Toute œuvre d’art est constituée de deux formes, articulées dans une unité organique, la forme esthétique
et la forme visuelle. La forme esthétique repose sur le beau, l’élément de stabilité qui lui confère la durée
(le beau n’est pas sujet au changement, il est toujours identique à soi).
La forme visuelle est celle qui se modifie à travers l’histoire en suivant les visions du monde du moment
et les événements. Par elle l’œuvre d’art s’inscrit dans le temps. Ainsi, par l’art, l’homme s’inscrit dans le
monde suivant la même permanence et mutation.
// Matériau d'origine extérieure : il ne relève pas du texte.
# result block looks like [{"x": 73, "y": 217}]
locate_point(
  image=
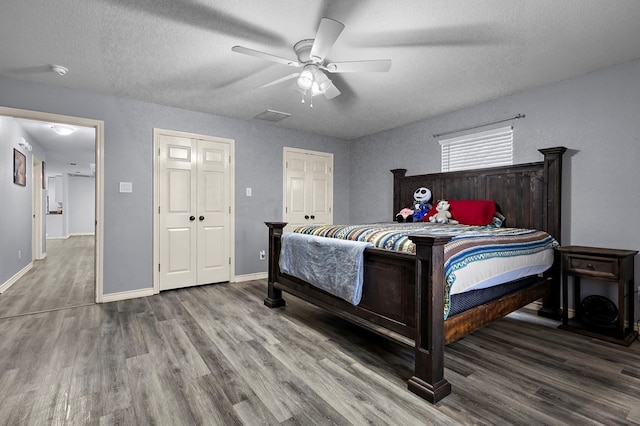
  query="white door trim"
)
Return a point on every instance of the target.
[
  {"x": 99, "y": 202},
  {"x": 36, "y": 207},
  {"x": 156, "y": 199}
]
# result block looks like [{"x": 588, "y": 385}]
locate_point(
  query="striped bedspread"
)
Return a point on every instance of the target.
[{"x": 476, "y": 257}]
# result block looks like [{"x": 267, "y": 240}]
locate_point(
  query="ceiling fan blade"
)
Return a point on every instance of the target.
[
  {"x": 328, "y": 32},
  {"x": 331, "y": 92},
  {"x": 280, "y": 80},
  {"x": 267, "y": 56},
  {"x": 380, "y": 65}
]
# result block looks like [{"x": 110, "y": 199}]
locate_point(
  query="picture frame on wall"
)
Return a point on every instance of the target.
[{"x": 19, "y": 168}]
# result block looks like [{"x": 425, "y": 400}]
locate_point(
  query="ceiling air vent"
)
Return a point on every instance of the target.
[{"x": 273, "y": 116}]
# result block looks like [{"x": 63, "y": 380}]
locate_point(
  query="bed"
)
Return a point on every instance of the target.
[{"x": 403, "y": 294}]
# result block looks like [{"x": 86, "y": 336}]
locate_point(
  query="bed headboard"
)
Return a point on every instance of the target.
[{"x": 528, "y": 195}]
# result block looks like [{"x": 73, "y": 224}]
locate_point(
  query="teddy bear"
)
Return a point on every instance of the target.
[
  {"x": 419, "y": 209},
  {"x": 443, "y": 215}
]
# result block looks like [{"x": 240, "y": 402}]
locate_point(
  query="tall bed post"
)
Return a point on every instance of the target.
[
  {"x": 428, "y": 380},
  {"x": 274, "y": 296},
  {"x": 397, "y": 202},
  {"x": 553, "y": 224}
]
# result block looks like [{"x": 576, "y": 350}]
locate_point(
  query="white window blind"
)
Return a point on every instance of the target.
[{"x": 490, "y": 148}]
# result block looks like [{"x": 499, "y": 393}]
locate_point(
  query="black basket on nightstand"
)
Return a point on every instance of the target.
[{"x": 598, "y": 311}]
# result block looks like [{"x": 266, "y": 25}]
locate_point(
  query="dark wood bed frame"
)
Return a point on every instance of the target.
[{"x": 403, "y": 294}]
Étant sujette aux mutations, la forme visuelle de l’art prendra à travers l’histoire non seulement différentes
expressions stylistiques mais surtout différentes approches conceptuelles. Il est à distinguer entre les
mouvements artistiques qui se réfèrent au style et la relation de l’art à la vérité, qui est du domaine de la
philosophie.
Sans tenir compte des premières manifestations artistiques dans des peintures pariétales dont on ne
connaît pas très bien les motivations, nous pouvons distinguer quatre grandes attitudes dans les approches
artistiques : mimesis, représentation, abstraction et anti-art.
Mimesis
Reproduire l’apparence des choses telles qu’on les voit. Imiter la nature. La notion de mimesis, on la
trouve chez Platon dans la République et par la suite chez Aristote dans la Poétique. Dans la Grèce
classique, l’art, la poésie, le théâtre, cherchent à montrer la réalité telle que l’homme la perçoit. La notion
de mimesis va introduire une opposition entre Platon et Aristote. Pour Platon, la mimesis, la copie de la
nature, sera un enfantillage, une activité méprisable car de ce fait l’artiste ne rend pas compte de la réalité
mais produit une copie sans aucune valeur, celle-ci ne résultant pas d’un savoir, d’une connaissance, elle
est pur simulacre.
Pour Aristote par contre, il est légitime d’imiter la nature et de montrer ce que les choses sont car l’artiste
les fait comme elle, il produit comme la nature. Aristote associe la mimesis à l’invention et lorsqu’on
compare le modèle à son portrait l’œuvre d’art invite à un raisonnement. Elle invite à retrouver par la
pensée la relation entre cette imitation et la nature. Ainsi, contrairement à Platon, pour Aristote l’imitation
n’est pas l’ignorance mais l’élargissement de la connaissance.
Pour Aristote il y a trois manières d’imiter : figurer les choses telles quelles sont réellement, telles qu’on
les dit et qu’elles semblent être, ou telles qu’elles devraient être. Cette troisième forme se rapporte aux
productions des formes idéales surtout à l’époque hellénistique.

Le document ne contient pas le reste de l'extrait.